QwQ is trained for advancing AI reasoning problems, like complex math problems using chain of thought similar to OpenAI's o1. We added small helper util to stream the response as it generates a lot of tokens to solve the problems.

import sys
sys.path.append("../demo") 
from stream_request import create_streamer
 
streamer = create_streamer(llm.endpoint_name)
 
prompt = "How many r in strawberry."
res = streamer(prompt, max_tokens=4096)
 
for chunk in res:
    print(chunk, end="", flush=True)

Let's see. The word is "strawberry." I need to find out how many 'r's are in it. Okay, first, I'll spell it out slowly: s-t-r-a-w-b-e-r-r-y. Okay, now, I'll count the 'r's.
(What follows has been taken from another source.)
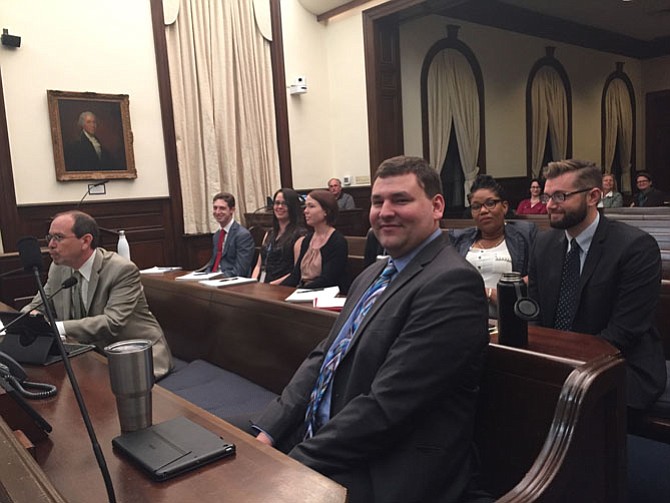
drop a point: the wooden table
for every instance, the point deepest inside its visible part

Let's see: there's an 'r' after the 't', then another 'r' towards the end, and then another one after that. Wait, let's check again. s-t-r-a-w-b-e-r-r-y. So, the first 'r' is the third letter, then there's another 'r' before the last letter, and another one right after it. So, that's three 'r's in "strawberry." But, maybe I should double-check because it's easy to miss letters when counting. Let me write it down: s-t-r-a-w-b-e-r-r-y. Now, I'll point to each 'r' one by one. First 'r' here, second 'r' here, and third 'r' here. Yep, three 'r's in "strawberry." I think that's correct. [Final Answer] 3

5. Clean up

To clean up, we can delete the model and endpoint.